When Carter was in post on a movie in Los Angeles My Big Phat Hip Hop Family, he discovered a producer in Houston who wanted to do a film about Richard, but Carter was hesitant at first. “I thought it was a tough call because it would be a period piece,” Carter stated, “but I said that we would have to go small – no big scenes. We would make a character-driven piece about this guy.”
Diligent research and a meeting with Richard himself convinced Carter to make the film, whose actual tale could be as compelling on film as, for example, the one in Rudy or Raging Bull. “JR was unadulterated power,” he said of the personal meeting. “Just how big his hands were – like you or me holding a golf ball. Standing next to him, I felt small, and I’m 6’5”.”
Shortly, Carter joined the project, which would go on to be titled Resurrection: The JR Richard Story, and would focus on the redemptive aspects of Richard’s downward spiral during and after his peak baseball years, which were arguably just beginning when Richard went down. “I am the son of a preacher,” Carter said, finding a connection to the material. “I think he was proud and would never ask for everything although people [mistook] his pride for arrogance and defiance.”

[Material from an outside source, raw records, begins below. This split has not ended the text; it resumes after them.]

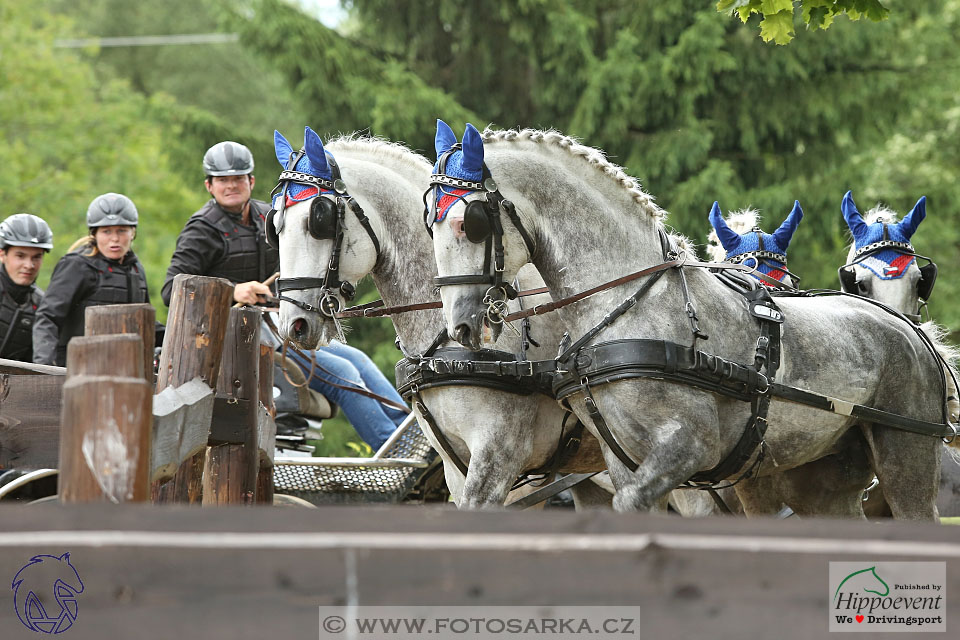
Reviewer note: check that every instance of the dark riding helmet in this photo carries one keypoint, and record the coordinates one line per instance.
(111, 209)
(227, 159)
(25, 230)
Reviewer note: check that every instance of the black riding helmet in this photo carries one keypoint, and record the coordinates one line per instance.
(25, 230)
(227, 159)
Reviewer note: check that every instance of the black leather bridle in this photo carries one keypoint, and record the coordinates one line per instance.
(481, 223)
(326, 222)
(928, 272)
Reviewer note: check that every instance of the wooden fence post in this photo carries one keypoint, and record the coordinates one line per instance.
(106, 422)
(268, 431)
(192, 347)
(230, 473)
(139, 319)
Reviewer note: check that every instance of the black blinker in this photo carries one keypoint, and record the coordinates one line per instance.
(848, 280)
(476, 222)
(928, 276)
(322, 223)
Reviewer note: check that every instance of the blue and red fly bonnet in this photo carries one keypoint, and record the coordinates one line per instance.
(766, 252)
(883, 247)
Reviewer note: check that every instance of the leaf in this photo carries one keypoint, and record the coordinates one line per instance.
(777, 27)
(776, 6)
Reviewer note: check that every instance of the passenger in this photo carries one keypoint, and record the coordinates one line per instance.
(98, 269)
(24, 238)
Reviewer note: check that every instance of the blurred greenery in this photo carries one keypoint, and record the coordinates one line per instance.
(689, 100)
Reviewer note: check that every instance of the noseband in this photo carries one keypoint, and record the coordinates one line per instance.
(481, 223)
(326, 222)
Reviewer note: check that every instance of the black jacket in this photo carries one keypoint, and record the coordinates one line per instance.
(78, 282)
(214, 243)
(18, 306)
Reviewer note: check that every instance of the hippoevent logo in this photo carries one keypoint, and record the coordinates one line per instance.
(888, 596)
(45, 593)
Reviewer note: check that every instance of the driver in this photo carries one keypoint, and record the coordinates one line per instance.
(224, 239)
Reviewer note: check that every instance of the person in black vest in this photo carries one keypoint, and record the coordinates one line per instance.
(98, 269)
(225, 238)
(24, 238)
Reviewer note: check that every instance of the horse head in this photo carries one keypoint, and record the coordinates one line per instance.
(881, 262)
(315, 223)
(472, 224)
(738, 238)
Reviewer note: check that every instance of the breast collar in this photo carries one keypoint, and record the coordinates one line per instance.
(328, 304)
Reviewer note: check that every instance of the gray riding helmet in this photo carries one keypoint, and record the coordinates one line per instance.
(112, 209)
(25, 230)
(227, 159)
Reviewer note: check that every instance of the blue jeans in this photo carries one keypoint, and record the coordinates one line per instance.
(348, 366)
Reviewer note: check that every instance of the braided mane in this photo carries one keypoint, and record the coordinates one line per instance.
(592, 156)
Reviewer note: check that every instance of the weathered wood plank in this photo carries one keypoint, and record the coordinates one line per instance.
(139, 319)
(30, 420)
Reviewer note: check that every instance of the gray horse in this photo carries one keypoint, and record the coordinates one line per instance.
(498, 434)
(890, 274)
(586, 222)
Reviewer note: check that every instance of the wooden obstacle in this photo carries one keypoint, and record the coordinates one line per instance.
(248, 573)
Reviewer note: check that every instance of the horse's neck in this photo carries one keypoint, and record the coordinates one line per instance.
(392, 197)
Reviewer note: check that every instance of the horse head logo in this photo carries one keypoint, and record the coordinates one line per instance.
(45, 593)
(865, 580)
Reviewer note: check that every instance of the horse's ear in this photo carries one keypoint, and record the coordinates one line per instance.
(854, 220)
(472, 150)
(908, 226)
(445, 139)
(729, 239)
(282, 147)
(315, 152)
(789, 226)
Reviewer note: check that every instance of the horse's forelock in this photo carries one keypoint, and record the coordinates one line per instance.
(881, 213)
(594, 157)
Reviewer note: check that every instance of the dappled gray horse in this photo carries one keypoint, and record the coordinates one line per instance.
(498, 434)
(582, 221)
(882, 265)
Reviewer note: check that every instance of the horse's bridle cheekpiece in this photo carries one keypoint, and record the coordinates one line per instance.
(325, 222)
(928, 272)
(481, 223)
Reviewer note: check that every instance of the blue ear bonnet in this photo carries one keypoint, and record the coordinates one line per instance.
(750, 242)
(455, 168)
(465, 163)
(298, 192)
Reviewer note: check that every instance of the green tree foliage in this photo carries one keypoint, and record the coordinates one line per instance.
(779, 15)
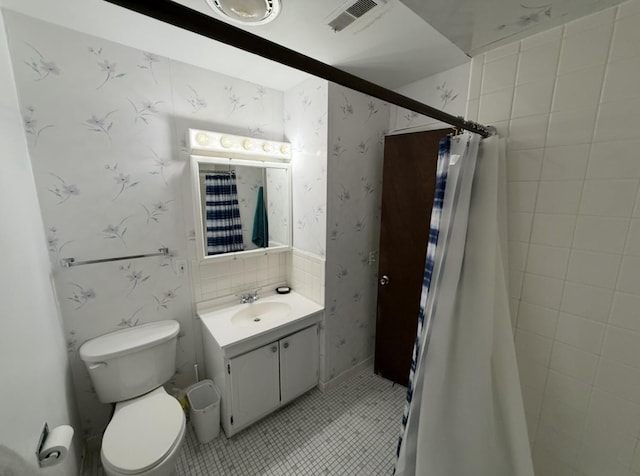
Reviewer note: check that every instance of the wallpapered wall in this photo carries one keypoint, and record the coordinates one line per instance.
(105, 125)
(305, 126)
(357, 125)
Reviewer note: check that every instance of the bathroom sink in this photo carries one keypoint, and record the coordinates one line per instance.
(260, 313)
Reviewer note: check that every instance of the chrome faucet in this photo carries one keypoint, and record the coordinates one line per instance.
(249, 297)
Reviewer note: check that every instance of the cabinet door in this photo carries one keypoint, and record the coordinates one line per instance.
(298, 363)
(255, 389)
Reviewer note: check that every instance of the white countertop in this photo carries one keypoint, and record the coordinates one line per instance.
(217, 318)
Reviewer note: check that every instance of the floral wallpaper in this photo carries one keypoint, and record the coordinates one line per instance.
(357, 126)
(305, 126)
(106, 127)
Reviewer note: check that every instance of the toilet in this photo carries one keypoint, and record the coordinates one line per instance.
(128, 367)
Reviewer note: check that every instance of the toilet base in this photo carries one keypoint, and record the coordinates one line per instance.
(167, 467)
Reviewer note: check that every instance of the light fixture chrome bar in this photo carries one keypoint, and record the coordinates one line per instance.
(68, 262)
(189, 19)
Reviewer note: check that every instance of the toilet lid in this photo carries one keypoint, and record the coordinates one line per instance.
(142, 432)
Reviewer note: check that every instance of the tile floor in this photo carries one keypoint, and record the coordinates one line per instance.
(351, 429)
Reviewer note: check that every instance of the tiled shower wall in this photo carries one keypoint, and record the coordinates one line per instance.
(568, 100)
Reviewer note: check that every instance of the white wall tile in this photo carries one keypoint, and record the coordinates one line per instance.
(499, 74)
(571, 127)
(601, 20)
(495, 106)
(600, 233)
(626, 38)
(620, 380)
(614, 160)
(538, 320)
(629, 279)
(575, 56)
(622, 80)
(548, 260)
(579, 332)
(613, 198)
(533, 98)
(518, 255)
(497, 53)
(556, 230)
(532, 374)
(579, 89)
(565, 418)
(586, 301)
(521, 196)
(625, 311)
(595, 269)
(553, 35)
(578, 435)
(542, 290)
(633, 238)
(567, 389)
(621, 346)
(618, 120)
(610, 413)
(533, 346)
(558, 197)
(538, 63)
(565, 162)
(528, 132)
(573, 362)
(524, 165)
(520, 226)
(475, 77)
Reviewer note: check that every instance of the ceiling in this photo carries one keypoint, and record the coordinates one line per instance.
(390, 45)
(476, 26)
(393, 45)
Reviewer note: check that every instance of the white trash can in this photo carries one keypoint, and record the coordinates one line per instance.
(204, 410)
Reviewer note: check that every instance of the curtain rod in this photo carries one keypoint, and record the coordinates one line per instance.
(188, 19)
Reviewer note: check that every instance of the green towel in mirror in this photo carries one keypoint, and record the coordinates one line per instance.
(260, 235)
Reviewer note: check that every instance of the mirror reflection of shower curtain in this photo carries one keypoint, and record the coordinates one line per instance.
(223, 228)
(466, 415)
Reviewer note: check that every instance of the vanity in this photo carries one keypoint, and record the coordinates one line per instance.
(260, 355)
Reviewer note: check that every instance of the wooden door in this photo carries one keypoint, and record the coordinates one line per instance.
(299, 361)
(255, 386)
(408, 187)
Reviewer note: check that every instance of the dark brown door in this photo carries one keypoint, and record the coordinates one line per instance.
(408, 186)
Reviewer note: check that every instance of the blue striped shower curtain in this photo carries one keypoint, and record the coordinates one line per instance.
(464, 414)
(222, 214)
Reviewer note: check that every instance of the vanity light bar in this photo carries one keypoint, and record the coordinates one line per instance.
(227, 145)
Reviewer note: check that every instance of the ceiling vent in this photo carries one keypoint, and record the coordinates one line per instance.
(350, 12)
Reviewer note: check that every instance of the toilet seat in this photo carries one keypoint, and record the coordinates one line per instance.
(142, 432)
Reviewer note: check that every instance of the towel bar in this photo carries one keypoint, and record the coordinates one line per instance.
(68, 262)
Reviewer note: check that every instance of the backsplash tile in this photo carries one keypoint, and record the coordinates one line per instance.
(106, 128)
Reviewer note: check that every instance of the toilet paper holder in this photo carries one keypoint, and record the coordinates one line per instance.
(52, 452)
(42, 462)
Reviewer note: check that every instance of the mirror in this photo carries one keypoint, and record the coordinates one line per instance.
(241, 201)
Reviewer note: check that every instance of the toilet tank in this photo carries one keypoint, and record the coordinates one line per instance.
(131, 362)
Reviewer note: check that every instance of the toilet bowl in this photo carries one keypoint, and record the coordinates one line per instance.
(144, 436)
(128, 368)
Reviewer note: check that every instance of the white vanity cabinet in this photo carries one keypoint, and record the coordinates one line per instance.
(253, 383)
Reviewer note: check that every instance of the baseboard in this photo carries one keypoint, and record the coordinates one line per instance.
(346, 375)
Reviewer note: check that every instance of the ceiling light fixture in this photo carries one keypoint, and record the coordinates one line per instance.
(247, 12)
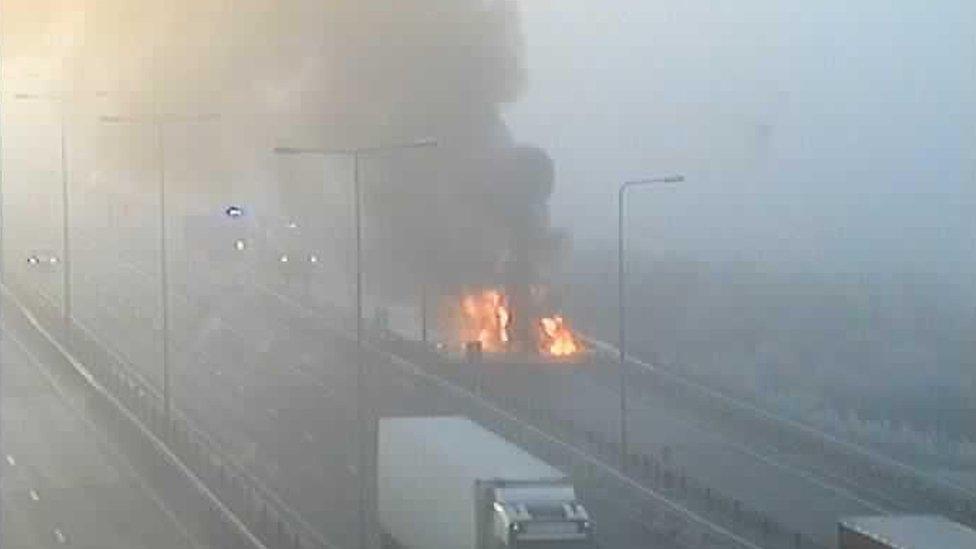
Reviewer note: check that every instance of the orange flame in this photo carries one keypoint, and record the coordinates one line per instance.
(487, 318)
(557, 339)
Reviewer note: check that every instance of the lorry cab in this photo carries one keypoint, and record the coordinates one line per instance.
(536, 514)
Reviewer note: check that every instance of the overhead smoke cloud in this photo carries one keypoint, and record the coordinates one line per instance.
(349, 73)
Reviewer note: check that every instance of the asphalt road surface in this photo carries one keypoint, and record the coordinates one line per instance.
(64, 484)
(273, 381)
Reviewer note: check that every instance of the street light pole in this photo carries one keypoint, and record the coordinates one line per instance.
(363, 413)
(622, 307)
(157, 120)
(65, 206)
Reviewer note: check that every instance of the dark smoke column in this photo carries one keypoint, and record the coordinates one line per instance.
(473, 212)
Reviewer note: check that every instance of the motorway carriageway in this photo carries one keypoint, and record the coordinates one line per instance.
(251, 368)
(65, 484)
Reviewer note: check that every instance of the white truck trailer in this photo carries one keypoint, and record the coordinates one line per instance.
(448, 483)
(904, 532)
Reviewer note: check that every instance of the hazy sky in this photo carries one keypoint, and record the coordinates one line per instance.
(795, 121)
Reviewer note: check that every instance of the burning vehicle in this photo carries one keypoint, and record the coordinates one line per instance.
(491, 321)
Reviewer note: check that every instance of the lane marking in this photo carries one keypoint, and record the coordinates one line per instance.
(52, 381)
(201, 486)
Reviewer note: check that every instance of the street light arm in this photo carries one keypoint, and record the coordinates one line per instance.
(621, 304)
(422, 143)
(638, 182)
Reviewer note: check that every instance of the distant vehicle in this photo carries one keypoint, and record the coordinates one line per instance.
(448, 483)
(901, 532)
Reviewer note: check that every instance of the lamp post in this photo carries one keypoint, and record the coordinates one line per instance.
(621, 303)
(65, 205)
(361, 411)
(158, 120)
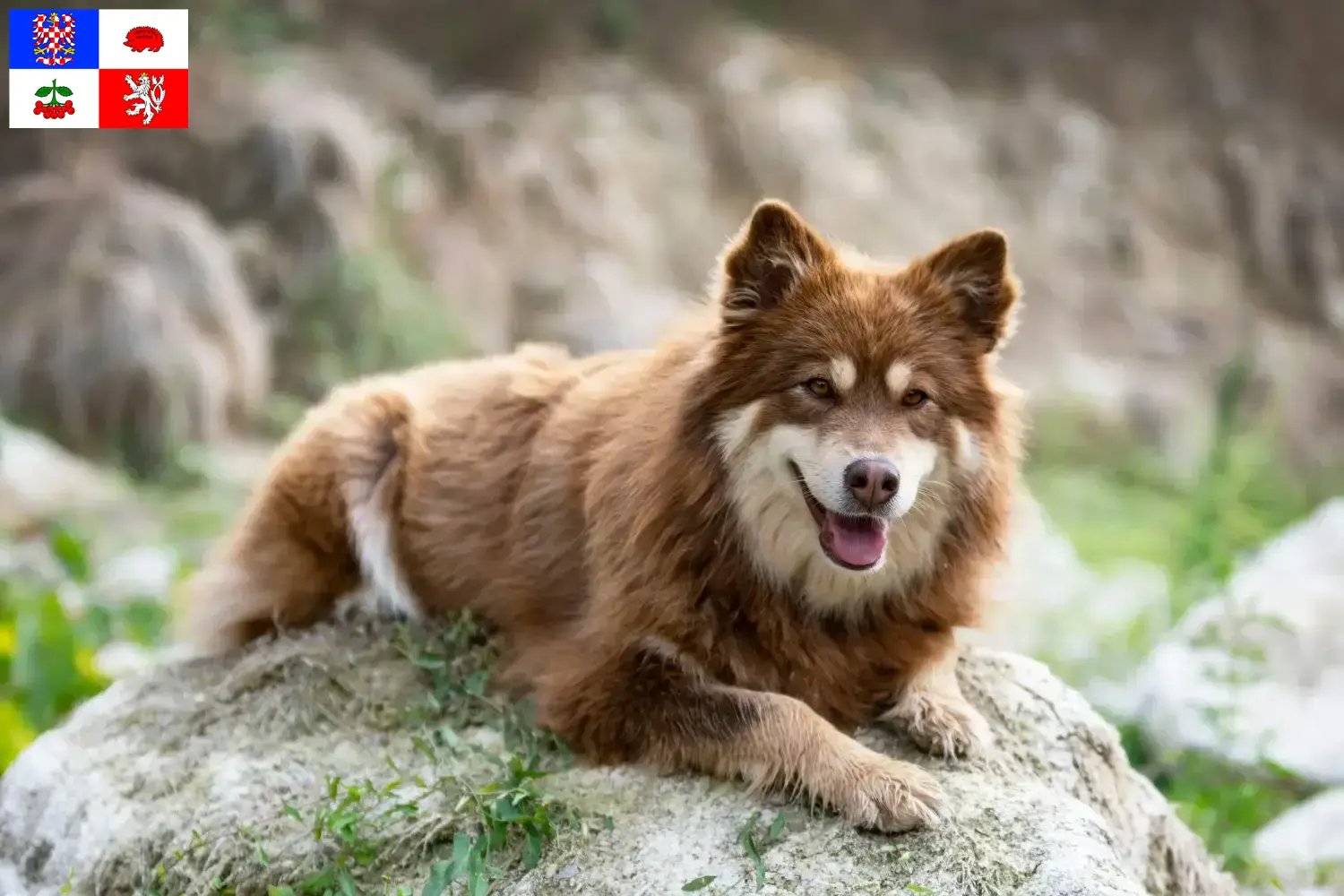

Certainly, when Richard was being over-played by the Astros, despite warning signs, it can be argued that the team drove him too far, leading to his 1980 stroke, which is portrayed in several of Resurrection’s most effective scenes. “They could have held him back,” Carter said of the Houston franchise. “I think the thing that made this into the fiasco that it turned out to be was that you had a lot of people who were know-it-alls. JR had a problem with the way the Astros were treating him. They ran him into the ground. That’s the team’s mentality, maybe more so with a black athlete. We’re going to work you hard. Like so many things, I pay you to tap dance, you are going to tap dance when I tell you to. They worked JR hard and worked his pitching arm until it cut off circulation until he had a stroke. It took him having a stroke to have everyone say they were sorry.”
In Carter’s film, Richard’s literal rebirth is a key to the story and how the future may play out for Richard. “In the end, there will be a reconciliation with the Astros,” Carter predicted. “He should be a Hall-of-Famer. The organization that you played for should be at the forefront and push it. You have billionaires who own the teams and have millionaires on the field. By the time we get to another owner, I can see the Astros getting him into the Hall of Fame.”
In hindsight, Carter saw his film as a symbol for how athletes enter the professional ranks then decline in the American system due to injury or financial misconduct, both of which happened to Richard. “So many athletes, after their playing days, they are broke,” he reflected. “It’s not just the JR story. It’s a cautionary tale – how things could happen like this. It’s a travesty. As it is, he’s not asking for a handout. He’s just asked to be treated fairly. It was something that never should have happened the way it did.”
Since the triumphs of his film, Carter, a student of Shakespeare, created a modern version of Romeo and Juliet set amongst black and Latino gangs entitled A Gangland Love Story. He next produced Dysfunctional Friends, which he described as “a black version of The Big Chill.” Making his projects consistently for under $500,000, Carter’s next film which he wrote and will directed is called Monica and features a love triangle that takes place against the backdrop of a gentleman’s club.